My thought was a VT. but not sure. XD

and yeah, my boy is a marble and he didn't change as much as yours. 8D


----------



## Sathori (Jul 7, 2013)

If he's not a VT, I'd maybe guess delta, maybe super delta? My super delta's tail looks rather flow-y like a VT when he's relaxed, but when he flares, he's just shy of a full 180.
That's a gorgeous marble you have there though. Looks like my boy 

Before (Jan.3/14)
View attachment 276793


After (Jan.17/14)
View attachment 276801


He's still changing, getting some red on his fins now, and more of the blue/black is still creeping up, but his head seems to be staying white


----------



## TruongLN (Jul 13, 2012)

Tree said:


> My thought was a VT. but not sure. XD
> 
> and yeah, my boy is a marble and he didn't change as much as yours. 8D


If you saw him now, even flaring, because of his fun damage he can't spread it like he used to like in the first photo. It's sad ;(


----------



## TruongLN (Jul 13, 2012)

Sathori said:


> If he's not a VT, I'd maybe guess delta, maybe super delta? My super delta's tail looks rather flow-y like a VT when he's relaxed, but when he flares, he's just shy of a full 180.
> That's a gorgeous marble you have there though. Looks like my boy
> 
> He's still changing, getting some red on his fins now, and more of the blue/black is still creeping up, but his head seems to be staying white


I want to say maybe round tail super delta?


----------



## Sathori (Jul 7, 2013)

TruongLN said:


> I want to say maybe round tail super delta?


That's possible... I would say he's definitely not a normal delta since they don't really spread out that far when flared.


----------



## Confishius (Dec 1, 2013)

I'd go with VT, he has the same tail as my VT boy


----------



## fleetfish (Jun 29, 2010)

Green/turquoise piebald marble delta is my best guess. Beautiful boy! Piebalds are hard to come by.


----------



## konstargirl (Mar 9, 2010)

'm not sure either. LOL Maybe he just a hybrid of a Veiltail and delta?


----------



## Sathori (Jul 7, 2013)

fleetfish said:


> Green/turquoise piebald marble delta is my best guess. Beautiful boy! Piebalds are hard to come by.
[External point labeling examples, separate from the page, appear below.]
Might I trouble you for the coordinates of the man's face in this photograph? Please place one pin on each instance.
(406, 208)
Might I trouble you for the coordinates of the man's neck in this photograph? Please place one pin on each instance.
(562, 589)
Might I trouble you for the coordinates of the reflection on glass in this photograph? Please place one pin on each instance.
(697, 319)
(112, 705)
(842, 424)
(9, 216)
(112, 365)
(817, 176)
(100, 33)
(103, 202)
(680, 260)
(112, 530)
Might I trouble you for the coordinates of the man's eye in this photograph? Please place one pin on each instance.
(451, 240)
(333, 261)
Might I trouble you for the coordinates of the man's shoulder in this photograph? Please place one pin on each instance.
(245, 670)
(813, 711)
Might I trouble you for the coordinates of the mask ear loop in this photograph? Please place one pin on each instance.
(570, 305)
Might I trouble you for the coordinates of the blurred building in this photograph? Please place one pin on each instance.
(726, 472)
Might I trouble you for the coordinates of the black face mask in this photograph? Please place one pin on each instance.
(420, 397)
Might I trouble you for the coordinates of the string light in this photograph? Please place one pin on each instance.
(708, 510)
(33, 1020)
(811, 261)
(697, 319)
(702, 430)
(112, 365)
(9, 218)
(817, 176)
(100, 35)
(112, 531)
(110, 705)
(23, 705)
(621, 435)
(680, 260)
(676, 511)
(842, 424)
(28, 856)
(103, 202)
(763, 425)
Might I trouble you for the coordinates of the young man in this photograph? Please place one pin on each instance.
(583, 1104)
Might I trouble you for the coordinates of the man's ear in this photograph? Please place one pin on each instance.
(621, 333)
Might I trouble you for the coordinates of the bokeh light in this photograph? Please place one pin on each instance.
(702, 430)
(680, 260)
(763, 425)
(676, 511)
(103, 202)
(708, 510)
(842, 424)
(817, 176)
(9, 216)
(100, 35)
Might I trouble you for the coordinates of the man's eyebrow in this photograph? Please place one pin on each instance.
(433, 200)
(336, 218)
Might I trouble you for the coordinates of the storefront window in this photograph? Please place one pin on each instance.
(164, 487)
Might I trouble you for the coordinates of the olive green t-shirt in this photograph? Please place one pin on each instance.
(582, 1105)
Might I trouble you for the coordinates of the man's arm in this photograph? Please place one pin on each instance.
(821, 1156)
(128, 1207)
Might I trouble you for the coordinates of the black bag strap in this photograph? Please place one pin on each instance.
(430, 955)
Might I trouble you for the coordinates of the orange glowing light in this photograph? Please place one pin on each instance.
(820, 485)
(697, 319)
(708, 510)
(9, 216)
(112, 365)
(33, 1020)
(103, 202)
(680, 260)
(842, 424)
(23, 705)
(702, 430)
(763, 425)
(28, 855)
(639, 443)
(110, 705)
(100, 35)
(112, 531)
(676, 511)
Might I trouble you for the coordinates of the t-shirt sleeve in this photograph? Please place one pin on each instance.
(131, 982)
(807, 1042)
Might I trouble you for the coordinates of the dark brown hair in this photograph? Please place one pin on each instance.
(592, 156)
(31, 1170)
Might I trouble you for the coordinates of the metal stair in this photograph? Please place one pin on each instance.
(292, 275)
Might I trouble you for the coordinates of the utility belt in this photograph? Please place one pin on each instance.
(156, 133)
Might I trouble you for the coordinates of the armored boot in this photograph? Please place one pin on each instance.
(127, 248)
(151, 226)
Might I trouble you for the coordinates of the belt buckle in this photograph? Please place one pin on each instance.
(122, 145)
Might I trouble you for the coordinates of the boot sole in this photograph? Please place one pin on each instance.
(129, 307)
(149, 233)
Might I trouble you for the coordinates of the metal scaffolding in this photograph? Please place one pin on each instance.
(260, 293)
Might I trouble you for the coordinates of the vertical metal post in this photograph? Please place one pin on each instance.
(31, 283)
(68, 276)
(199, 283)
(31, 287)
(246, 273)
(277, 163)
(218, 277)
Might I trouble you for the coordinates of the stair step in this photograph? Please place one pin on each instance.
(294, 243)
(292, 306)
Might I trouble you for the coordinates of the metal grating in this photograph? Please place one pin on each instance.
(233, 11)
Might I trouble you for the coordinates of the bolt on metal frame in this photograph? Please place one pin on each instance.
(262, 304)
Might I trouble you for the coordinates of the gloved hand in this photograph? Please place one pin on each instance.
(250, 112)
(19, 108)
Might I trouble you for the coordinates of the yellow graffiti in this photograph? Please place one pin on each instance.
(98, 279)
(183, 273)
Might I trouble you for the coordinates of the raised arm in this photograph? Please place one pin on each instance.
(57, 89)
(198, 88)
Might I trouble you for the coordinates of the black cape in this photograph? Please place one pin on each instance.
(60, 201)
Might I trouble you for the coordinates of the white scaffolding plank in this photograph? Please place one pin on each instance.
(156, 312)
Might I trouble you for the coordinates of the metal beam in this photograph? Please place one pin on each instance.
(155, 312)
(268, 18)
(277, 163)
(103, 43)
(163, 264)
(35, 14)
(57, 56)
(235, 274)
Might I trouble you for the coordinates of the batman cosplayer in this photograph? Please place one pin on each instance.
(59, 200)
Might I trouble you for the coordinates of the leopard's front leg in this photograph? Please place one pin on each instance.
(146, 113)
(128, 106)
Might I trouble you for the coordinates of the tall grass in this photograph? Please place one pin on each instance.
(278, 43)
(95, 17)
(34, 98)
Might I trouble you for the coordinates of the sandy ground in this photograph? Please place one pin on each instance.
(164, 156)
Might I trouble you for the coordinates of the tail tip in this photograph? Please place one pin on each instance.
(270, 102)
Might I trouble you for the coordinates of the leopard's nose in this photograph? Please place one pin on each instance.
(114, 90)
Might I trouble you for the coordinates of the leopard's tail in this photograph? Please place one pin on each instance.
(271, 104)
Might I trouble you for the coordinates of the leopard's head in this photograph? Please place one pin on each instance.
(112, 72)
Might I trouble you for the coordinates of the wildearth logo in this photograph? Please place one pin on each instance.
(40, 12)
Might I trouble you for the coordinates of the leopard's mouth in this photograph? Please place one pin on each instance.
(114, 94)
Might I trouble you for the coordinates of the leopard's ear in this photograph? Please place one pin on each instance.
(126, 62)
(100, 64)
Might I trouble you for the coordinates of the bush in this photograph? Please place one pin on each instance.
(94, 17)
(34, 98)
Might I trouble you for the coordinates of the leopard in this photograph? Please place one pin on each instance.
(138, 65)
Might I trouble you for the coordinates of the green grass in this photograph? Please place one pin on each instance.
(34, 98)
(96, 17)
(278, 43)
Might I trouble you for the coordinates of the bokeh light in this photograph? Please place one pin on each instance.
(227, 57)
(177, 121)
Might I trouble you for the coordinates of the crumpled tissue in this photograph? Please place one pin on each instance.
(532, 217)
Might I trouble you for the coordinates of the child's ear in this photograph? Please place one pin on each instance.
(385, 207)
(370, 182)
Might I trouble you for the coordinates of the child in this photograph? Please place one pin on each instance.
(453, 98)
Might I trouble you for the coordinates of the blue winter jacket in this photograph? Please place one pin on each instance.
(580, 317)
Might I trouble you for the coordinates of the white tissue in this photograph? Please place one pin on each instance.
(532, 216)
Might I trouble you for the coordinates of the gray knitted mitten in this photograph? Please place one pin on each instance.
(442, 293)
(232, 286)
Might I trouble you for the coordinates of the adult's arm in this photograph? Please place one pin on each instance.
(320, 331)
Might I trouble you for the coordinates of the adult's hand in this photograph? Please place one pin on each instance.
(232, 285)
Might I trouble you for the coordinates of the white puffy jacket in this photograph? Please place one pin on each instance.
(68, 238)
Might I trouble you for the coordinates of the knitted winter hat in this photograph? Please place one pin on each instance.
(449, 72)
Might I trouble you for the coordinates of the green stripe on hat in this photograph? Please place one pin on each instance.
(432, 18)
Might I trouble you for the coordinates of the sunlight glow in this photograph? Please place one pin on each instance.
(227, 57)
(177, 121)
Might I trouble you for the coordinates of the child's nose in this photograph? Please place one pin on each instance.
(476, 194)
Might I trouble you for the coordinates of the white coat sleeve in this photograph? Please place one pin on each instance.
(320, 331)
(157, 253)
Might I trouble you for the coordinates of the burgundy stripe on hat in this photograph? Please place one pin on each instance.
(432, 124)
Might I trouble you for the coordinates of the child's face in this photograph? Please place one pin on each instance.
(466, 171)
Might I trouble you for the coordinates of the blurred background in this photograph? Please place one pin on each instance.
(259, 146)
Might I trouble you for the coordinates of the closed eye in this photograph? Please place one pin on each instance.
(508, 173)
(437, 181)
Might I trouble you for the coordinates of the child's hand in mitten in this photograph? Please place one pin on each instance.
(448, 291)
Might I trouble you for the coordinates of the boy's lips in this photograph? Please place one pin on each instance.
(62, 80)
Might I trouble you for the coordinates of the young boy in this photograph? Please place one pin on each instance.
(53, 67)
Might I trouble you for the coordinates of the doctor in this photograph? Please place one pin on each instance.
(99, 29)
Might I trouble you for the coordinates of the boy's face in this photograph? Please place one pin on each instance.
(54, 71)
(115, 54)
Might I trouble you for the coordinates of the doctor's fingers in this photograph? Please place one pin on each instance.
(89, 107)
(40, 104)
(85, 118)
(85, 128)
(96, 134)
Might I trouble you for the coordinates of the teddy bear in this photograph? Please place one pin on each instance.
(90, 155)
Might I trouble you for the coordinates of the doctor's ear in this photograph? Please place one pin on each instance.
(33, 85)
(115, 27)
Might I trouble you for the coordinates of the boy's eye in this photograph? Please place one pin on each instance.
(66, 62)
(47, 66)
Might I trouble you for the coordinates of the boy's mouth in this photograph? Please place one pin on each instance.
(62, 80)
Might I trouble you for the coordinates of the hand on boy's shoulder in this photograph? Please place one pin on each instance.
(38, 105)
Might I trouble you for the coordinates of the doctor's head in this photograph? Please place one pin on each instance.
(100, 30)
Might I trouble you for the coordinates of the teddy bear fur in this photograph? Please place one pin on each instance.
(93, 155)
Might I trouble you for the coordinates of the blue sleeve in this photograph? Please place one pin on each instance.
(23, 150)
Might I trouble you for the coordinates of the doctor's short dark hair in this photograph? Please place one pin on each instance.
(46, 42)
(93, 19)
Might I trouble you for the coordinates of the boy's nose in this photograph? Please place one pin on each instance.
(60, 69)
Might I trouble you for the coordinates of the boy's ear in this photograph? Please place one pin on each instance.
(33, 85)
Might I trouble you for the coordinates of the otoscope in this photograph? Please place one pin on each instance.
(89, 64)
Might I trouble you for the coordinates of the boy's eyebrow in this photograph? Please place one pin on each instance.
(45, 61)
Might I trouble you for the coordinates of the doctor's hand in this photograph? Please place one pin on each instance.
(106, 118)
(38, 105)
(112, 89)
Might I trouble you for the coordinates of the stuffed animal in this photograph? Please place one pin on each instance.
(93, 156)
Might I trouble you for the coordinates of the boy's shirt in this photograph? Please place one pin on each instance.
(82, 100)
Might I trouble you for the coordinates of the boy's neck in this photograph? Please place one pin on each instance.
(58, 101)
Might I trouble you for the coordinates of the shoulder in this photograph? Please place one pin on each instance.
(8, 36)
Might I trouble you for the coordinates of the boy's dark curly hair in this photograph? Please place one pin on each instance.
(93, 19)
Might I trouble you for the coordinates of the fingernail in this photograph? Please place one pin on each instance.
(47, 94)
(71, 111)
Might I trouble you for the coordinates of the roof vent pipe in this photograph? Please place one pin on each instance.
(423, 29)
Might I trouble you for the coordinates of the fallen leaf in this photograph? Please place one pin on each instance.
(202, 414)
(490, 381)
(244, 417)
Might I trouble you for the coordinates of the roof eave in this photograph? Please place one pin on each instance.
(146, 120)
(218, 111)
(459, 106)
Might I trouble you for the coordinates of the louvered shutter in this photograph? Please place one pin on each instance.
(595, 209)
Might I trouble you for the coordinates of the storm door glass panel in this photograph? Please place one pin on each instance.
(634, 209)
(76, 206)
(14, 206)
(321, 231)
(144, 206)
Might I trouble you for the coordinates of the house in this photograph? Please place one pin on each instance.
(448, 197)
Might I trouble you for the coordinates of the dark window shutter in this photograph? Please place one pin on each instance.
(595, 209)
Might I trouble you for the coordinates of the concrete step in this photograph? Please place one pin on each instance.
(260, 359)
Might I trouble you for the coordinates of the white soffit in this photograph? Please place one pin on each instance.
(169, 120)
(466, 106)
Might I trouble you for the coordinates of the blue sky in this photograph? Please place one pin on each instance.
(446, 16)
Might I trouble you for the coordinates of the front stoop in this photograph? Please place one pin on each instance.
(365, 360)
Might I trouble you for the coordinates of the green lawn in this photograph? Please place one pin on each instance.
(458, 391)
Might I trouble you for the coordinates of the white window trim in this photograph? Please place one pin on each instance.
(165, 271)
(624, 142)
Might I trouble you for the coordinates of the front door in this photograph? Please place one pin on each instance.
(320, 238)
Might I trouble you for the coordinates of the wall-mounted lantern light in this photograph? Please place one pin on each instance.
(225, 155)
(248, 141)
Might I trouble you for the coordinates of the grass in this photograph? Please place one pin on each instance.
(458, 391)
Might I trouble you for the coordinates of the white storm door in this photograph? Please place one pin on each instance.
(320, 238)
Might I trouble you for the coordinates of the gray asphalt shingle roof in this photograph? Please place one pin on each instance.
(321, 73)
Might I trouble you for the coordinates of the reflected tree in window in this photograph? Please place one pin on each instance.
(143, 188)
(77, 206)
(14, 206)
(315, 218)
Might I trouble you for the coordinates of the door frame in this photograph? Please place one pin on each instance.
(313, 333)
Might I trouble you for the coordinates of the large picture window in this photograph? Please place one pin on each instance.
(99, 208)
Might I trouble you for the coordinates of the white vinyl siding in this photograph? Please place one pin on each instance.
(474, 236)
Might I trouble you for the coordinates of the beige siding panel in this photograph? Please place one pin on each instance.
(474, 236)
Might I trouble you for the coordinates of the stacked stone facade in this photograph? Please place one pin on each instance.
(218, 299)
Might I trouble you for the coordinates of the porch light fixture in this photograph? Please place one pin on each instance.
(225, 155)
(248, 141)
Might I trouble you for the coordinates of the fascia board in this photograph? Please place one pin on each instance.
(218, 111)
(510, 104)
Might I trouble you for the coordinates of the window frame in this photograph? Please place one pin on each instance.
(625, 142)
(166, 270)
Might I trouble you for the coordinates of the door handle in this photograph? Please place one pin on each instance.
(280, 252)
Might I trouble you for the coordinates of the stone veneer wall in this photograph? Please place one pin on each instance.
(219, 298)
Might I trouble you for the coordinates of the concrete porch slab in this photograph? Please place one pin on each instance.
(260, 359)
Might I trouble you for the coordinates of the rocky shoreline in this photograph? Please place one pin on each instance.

Piebald is referring to the white face, correct?


----------



## TruongLN (Jul 13, 2012)

fleetfish said:


> Green/turquoise piebald marble delta is my best guess. Beautiful boy! Piebalds are hard to come by.


I would guess delta too...
Yes! Piebalds are really hard to come by, got lucky with this one ^-^


----------



## TruongLN (Jul 13, 2012)

Sathori said:


> Piebald is referring to the white face, correct?


Piebald would be the white head, yes.


----------



## Sathori (Jul 7, 2013)

TruongLN said:


> Piebald would be the white head, yes.


Thought so - it's been a long day, so putting two and two together today has been a struggle xD

With how round his tail was in the beginning, a delta for sure. My orange VT did some tail biting before he even arrived at the store, and managed to make his tail into what I can only describe as a "tear-drop" shape. He ripped a good chunk of the top of his tail off. 
I'm hoping now that he's settled in, his fin will grow back to the way it's suppose to be.
It kinda looks like yours did the same - ripped a chuck off the top so that his tail almost looks VT like now, but hopefully will grow back to the way it was before


----------



## TruongLN (Jul 13, 2012)

Sathori said:


> Thought so - it's been a long day, so putting two and two together today has been a struggle xD
> 
> With how round his tail was in the beginning, a delta for sure. My orange VT did some tail biting before he even arrived at the store, and managed to make his tail into what I can only describe as a "tear-drop" shape. He ripped a good chunk of the top of his tail off.
> I'm hoping now that he's settled in, his fin will grow back to the way it's suppose to be.
> It kinda looks like yours did the same - ripped a chuck off the top so that his tail almost looks VT like now, but hopefully will grow back to the way it was before


I really hope he reverts back to what he was when I got him!
If not I'm not too worried, he's still so special to me!


----------



## animallover4lyfe (Jul 7, 2010)

He is definitely a marble and will stay dark now ... Always happens that way. As far as tail type definitely not VT id say delta or super delta


----------



## TruongLN (Jul 13, 2012)

animallover4lyfe said:


> He is definitely a marble and will stay dark now ... Always happens that way. As far as tail type definitely not VT id say delta or super delta


When I said I hope he reverts I was talking about the state of his tail, I know he'll stay dark. 
I actually did have a navy blue butterfly female that lost all of her colour and turned into a cellophane/black koi. 
Yeah I'm going to say he's a delta...again, I hope his tail goes back to how it used to be! ヽ(*≧ω≦)ﾉ


----------



## BlueLacee (Dec 8, 2013)

I don't know his tail type, but he is beautiful


----------



## TruongLN (Jul 13, 2012)

BlueLacee said:


> I don't know his tail type, but he is beautiful


Thank you!! His face is actually turning blue now haha.


----------